Here is a review prompt template usable with any LLM, or integrable in a pre-commit hook via an API:

# Security Review Prompt

## Context
Security review of the following diff. The reference issue is: [ISSUE_CONTENT]

## What you must analyse

### 1. OWASP Top 10 Mapping
For each significant modification, identify the relevant OWASP category/categories:
- A01 Broken Access Control
- A02 Cryptographic Failures
- A03 Injection (SQL, XSS, command, LDAP...)
- A04 Insecure Design
- A05 Security Misconfiguration
- A06 Vulnerable and Outdated Components
- A07 Authentication and Identification Failures
- A08 Software and Data Integrity Failures
- A09 Security Logging and Monitoring Failures
- A10 Server-Side Request Forgery

### 2. Trust boundaries
- Which trust boundaries are crossed?
- Is data validated at the entry point of each boundary?
- Can each external data point be traced to its point of use?

### 3. Defence hierarchy
- Are there calls to sanitisation functions without prior rejection?
- Are queries to third-party systems parameterised (no concatenation)?
- Is output encoding contextual (HTML, JSON, SQL)?

### 4. Added dependencies
- List new dependencies with version.
- Check for known CVEs for these versions.

### 5. Findings
Output format for each finding:
- Severity: CRITICAL / HIGH / MEDIUM / LOW / INFO
- OWASP category: A0X
- File and line: foo.py:42
- Description: clear explanation of the risk
- Recommendation: proposed fix

## Blocking criterion
If at least one CRITICAL or HIGH finding is identified, the review is blocking.
The code cannot be merged without remediation and a new review.

Integration into the CI/CD pipeline

This prompt can be executed:

In a pre-commit hook: via a script that sends the diff to an LLM API and parses the result.
In a GitHub Actions / GitLab CI step: triggered on each pull request, with an automatic report comment.
Via specialised tools: Semgrep, CodeQL, Snyk — which can be combined with LLM analysis for contextualisation.

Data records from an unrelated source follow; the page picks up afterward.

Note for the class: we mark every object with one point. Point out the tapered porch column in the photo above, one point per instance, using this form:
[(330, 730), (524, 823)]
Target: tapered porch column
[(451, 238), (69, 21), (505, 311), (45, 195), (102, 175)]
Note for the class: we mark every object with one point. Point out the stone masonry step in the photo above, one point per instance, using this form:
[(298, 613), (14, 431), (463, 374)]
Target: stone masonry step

The complete pipeline: from ticket to secure merge

Combining the three phases, we get a reproducible workflow, independent of the AI tool used:

Workflow

This workflow works whether your team uses Claude Code, GitHub Copilot in agent mode, Cursor, Windsurf, or an orchestrated pipeline with LangChain/LlamaIndex. The artefacts (issue templates, PLANNING_TEMPLATE, security review prompt) are contracts between humans and machines, not tool-specific configurations.

Key takeaways

Key takeaways 📌

✓ AI speed demands upstream structure: without machine-readable specifications, the agent invents — and invents badly.
✓ Phase 1 — Specifications: issue templates with mandatory fields (acceptance criteria, trust boundaries, I/O contracts, security considerations) are the foundation of any secure workflow with an AI agent.
✓ Phase 2 — Plan first: forcing the agent to produce a complete implementation plan before any code generation prevents out-of-scope drift and uncontrolled dependencies.
✓ Phase 3 — Double-pass review: separating functional review from security review allows each to be thorough. The security review must map every change to the OWASP Top 10.
✓ Defence hierarchy: reject at input => strict APIs => contextual encoding => sanitisation. Any code that inverts this order is suspect.
✓ Human review remains essential: automation reduces noise, but the final decision on architecture and security stays human.